I have an abstract class Customer. It's a very simple class, only setting 5 string variables as well as 5 static int variables. Better to show what I mean by this:

As a disclaimer I made the code as simple as possible, I have more logic involved in my abstract class that doesn't pertain to the question.


Abstract Class

public abstract class Customer {
     private String Name, Address, Phone, Email, Company;
     public static final int NAME = 0, ADDRESS = 1, PHONE = 2, EMAIL = 3, COMPANY = 4;

     public Customer(String Name, String Address, String Phone, String Email, String Company) {
         setValues(Name, Address, Phone, Email, Company);
     }

     private void setValues(String Name, String Address, String Phone, String Email, String Company) {
         setName(Name);
         setAddress(Address);
         setPhone(Phone);
         setEmail(Email);
         setCompany(Company);
     }
//declare public getters and setters methods below
}

My question is as follows:

I have a class that extends this abstract class called Customer (different package). If I set up the constructor in this class as such:


Object Class

public class Customer extends Main.Customer {
     private String Name, Address, Phone, Email, Company;

     public Customer(String Name, String Address, String Phone, String Email, String Company) {
         super(Name, Address, Phone, Email, Company);
     }    
}

Does this set my String variables as to whatever I pass through the constructor? As in when I instantiate this class as an object, how would I be able to 'get' a variable from it?
For example: (Assume String1 -String5 are strings of some sort)

public class Random {
private Customer customer = new Customer(String1, String2, String3, String4, String5);

}

How would I then call the object later on in the class to return a string (of any single variable).

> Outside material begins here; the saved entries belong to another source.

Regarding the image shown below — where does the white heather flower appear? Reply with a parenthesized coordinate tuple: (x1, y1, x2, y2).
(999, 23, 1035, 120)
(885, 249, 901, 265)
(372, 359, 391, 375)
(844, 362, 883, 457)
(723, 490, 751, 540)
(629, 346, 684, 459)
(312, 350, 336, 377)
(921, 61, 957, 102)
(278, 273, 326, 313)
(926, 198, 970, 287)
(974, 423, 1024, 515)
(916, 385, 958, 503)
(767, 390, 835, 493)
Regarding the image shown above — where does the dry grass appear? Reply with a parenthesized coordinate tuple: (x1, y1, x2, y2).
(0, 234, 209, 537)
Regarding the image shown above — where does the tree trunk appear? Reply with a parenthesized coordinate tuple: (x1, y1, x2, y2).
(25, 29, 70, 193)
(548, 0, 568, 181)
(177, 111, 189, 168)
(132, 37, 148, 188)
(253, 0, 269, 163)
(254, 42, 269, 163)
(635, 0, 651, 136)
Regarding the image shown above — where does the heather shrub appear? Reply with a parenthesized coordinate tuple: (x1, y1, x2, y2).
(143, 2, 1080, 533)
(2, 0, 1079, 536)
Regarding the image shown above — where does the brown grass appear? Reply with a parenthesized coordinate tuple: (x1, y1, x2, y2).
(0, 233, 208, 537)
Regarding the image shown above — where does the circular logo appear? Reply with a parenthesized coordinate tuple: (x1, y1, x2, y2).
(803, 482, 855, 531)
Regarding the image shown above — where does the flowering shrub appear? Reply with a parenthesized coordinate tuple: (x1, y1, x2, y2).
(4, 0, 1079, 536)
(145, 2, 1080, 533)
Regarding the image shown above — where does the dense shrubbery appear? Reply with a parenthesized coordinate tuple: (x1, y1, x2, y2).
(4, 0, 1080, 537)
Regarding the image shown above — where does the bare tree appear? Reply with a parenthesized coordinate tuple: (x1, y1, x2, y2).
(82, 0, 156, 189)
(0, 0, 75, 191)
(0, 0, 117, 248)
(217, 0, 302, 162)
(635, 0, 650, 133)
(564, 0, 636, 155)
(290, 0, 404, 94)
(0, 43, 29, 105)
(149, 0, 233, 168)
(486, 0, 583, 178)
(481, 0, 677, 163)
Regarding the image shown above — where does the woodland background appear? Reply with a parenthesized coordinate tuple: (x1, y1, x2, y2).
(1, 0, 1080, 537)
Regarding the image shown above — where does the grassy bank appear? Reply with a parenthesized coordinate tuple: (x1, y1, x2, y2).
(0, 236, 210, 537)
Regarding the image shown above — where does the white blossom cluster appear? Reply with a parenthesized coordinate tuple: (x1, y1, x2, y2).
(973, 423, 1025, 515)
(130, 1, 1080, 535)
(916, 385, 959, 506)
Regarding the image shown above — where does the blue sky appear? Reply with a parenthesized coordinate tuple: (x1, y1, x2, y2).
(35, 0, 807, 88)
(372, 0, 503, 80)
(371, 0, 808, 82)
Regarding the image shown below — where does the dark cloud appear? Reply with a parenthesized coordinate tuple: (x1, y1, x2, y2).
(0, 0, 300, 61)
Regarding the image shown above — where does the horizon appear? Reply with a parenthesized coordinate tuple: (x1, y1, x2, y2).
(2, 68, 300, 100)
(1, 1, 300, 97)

As in if my abstract class wasn't abstract but the main class I was using to instantiate as an object, I'd get the variable like so: String name = customer.getName();


TL;DR:

Just unsure how to get variables from an object extending an abstract class.

有帮助吗?

解决方案

Drop the variables from your subclass so they don't shadow the variables with the same name in the parent class.

//sub class
public class Customer extends Main.Customer {
 //DROP THESE private String Name, Address, Phone, Email, Company;

    public Customer(String Name, String Address, String Phone, String Email, String Company) {
        super(Name, Address, Phone, Email, Company);
     }    
}

And add getters to your parent class:

//parent class
public abstract class Customer {
 private String Name, Address, Phone, Email, Company;
 public static final int NAME = 0, ADDRESS = 1, PHONE = 2, EMAIL = 3, COMPANY = 4;

 public Customer(String Name, String Address, String Phone, String Email, String Company) {
     setValues(Name, Address, Phone, Email, Company);
 }

 private void setValues(String Name, String Address, String Phone, String Email, String Company) {
     setName(Name);
     setAddress(Address);
     setPhone(Phone);
     setEmail(Email);
     setCompany(Company);
 }

 public String getName() {
   return Name;
 }

 public String getAddress() {
   return Address;
 }

 //etc....

}

Also, I really recommend using different names for your parent and subclass to avoid confusion.

其他提示

Some considerations before start:

  • In java by code-convention variables starts with lower-case. It will help code readability for people including you.
  • Don't have two classes with the same name, is very confusing. You can call it for example ACustomer or AbstractCustomer and the other one Customer or SomethingCustomer

  • It isn't Object class it's Concrete Class a class that you can have instances of it.

  • As Customer inherits ACustomer you don't have to define again the ACustomer fields, Customer already has them. If you do you are hiding those from parent.


public class Customer extends ACustomer {

         public Customer(String name, String address, String phone, String email, String company) {
             super(name, address, phone, email, company);
         }    
    }
  • You are calling an overrideable method inside the constructor take care about that, cause if setXXX is override then perhaps you could have a NullPointerException.
  • For your question in how to get member you can define getters.

public abstract class ACostumer{
      private String name;


     public String getName() {
       return name;
     }

 }

Then in client code:

ACustomer customer = new Customer(...);
customer.getName(); 

Your subclass is overshadowing the private properties of the abstract class.

public abstract class Customer {
    private String Name, Address, Phone, Email, Company;

public class Customer extends Main.Customer {
    private String Name, Address, Phone, Email, Company;

so any get methods in your abstract class of the form

public String getName() {
    return Name;
}

would return the never initialized variable name in the subclass. Whereas, when you call super(...), the set functions there would set the variables of the abstract class.

So you are setting one set of variables, but reading another set of variables that were never initialized.